2. Kisah Greeta Penjual Ginjal Apes
Dari sekian banyak orang yang menjual ginjalnya, kisah tragis dialami oleh seorang wanita bernama Greeta. Sama seperti kebanyakan orang desa Hokse, ia ditawari untuk menjual ginjalnya. Tentu saja wanita ini menolak mentah-mentah tawaran tersebut. Namun ketika melihat kondisi dirinya dan keluarga, akhirnya ia mau melakukan prosedur tersebut di sebuah rumah sakit di India.
Greeta mengatakan proses pengambilan ginjalnya hanya sekitar 1,5 jam, tapi ia harus berbaring setidaknya hampir 3 mingguan di rumah sakit tersebut. Sepulangnya dari sana, ia pun mendapatkan sejumlah uang yang cukup untuk membeli rumah dan sebuah lahan kecil.
Semua berjalan seperti keinginannya, namun bencana gempa di Nepal pada tanggal 25 April kemarin menghancurkan segalanya. Rumah hasil jual ginjal tersebut rusak tak berbentuk dan berbuah masalah baru untuknya. Apakah Greeta menyesal? Well, rasanya tidak perlu menanyakan pertanyaan yang sudah sangat jelas jawabannya tersebut.
3. Tidak Semua Mendapatkan Uang untuk Ginjalnya
Ya, faktanya memang begini adanya. Ada cukup banyak orang yang kehilangan ginjal namun tidak mendapatkan uang sepeser pun. Untuk kasus ini juga lumayan sering terjadi dan biasanya ketika para brooker organ sudah mulai kehabisan stok. Sudah kehilangan organ lalu tidak diberi uang, mana ada sih yang mau diperlakukan seperti itu? Sehingga bisa ditebak kalau prosedurnya adalah lewat jalan kriminal.
Biasanya kejadian buruk ini menimpa warga yang tidak mau mendonorkan ginjalnya. Mereka jadi korban penculikan untuk kemudian diambil sebelah ginjalnya. Beberapa orang yang mengalami hal ini mengatakan kalau mereka dibius oleh seseorang dan kemudian ketika bangun sudah melihat jahitan panjang di perut mereka.

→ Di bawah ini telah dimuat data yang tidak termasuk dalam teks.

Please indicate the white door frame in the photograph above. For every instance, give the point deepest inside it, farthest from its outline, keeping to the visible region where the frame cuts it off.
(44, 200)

Nasib ini bisa dibilang masih sangat beruntung. Pasalnya, para penjual organ gila itu tidak segan-segan pula menghabisi nyawa seseorang untuk diambil ginjalnya, bahkan sepasang sekaligus.
4. Modus Penipuan Para Brooker Ginjal
Mana ada sih orang yang mau ditawar ginjalnya dengan harga yang begitu murah? Jadi, sangat masuk akal jika para brooker ginjal ini melakukan tipu daya untuk melakukan aksinya tersebut. Banyak di antara warga yang selalu diyakinkan kalau manusia sejatinya hanya membutuhkan sebuah ginjal saja. Bahkan para brooker ini juga mengatakan kalau ginjal bisa tumbuh lagi seiring berjalannya waktu.

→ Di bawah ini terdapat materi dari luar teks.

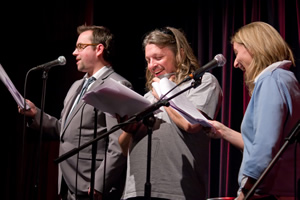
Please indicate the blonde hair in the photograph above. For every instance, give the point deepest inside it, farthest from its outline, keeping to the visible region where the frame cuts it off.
(185, 60)
(265, 45)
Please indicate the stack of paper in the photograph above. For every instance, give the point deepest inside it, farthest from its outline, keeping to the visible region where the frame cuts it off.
(112, 97)
(12, 89)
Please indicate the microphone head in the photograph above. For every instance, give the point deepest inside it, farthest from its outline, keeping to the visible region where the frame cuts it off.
(221, 60)
(62, 60)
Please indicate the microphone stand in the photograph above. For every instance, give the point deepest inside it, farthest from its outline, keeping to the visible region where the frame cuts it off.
(94, 152)
(294, 136)
(148, 119)
(44, 77)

Kurangnya edukasi dan memang kepepet keadaan ekonomi, para penduduk miskin Hokse pun menerima argumen ini. Kemudian mereka dibawa ke rumah sakit dan sepulang dari sana segepok uang sudah berada di tangan.
Modus penipuan lainnya bahkan lumayan rapi. Para brooker ini memberikan tawaran bekerja di luar negeri, yang paling sering adalah India dan Bangladesh. Namun sesampainya di sana, para warga Hokse yang lugu ini dibedah perutnya untuk diambil satu ginjalnya. Beberapa masih diberi uang namun rata-rata tidak mendapatkan apa pun.
5. Perlakuan Buruk Orang-Orang Sekitar
Ibarat sudah jatuh tertimpa tangga masih tersiram kaleng cat, begitu lah potret para warga Hokse. Sudah kehilangan ginjal, hanya mendapatkan sedikit uang, mereka juga pasti dikucilkan oleh komunitas. Tidak hanya itu, kadang anak-anak yang orangtuanya diketahui menjual ginjalnya pasti jadi obyek bullying.
Sehingga tak heran kalau banyak dari mereka yang justru makin terpuruk setelah menjual ginjalnya. Krishna Pyari Nakarmi yang bekerja untuk People Rights Nepal juga mengatakan para warganya sering mengalami depresi dan alkohol menjadi pilihan mereka untuk menyelesaikan masalah.
Sungguh miris sekali keadaan para penduduk Hokse. Pemerintah sendiri sudah menyadari hal ini dan melakukan tindakan preventif, namun para brooker ini sangat lihai. Sehingga tidak mengherankan jika praktik ilegal ini bisa bertahan begitu lama.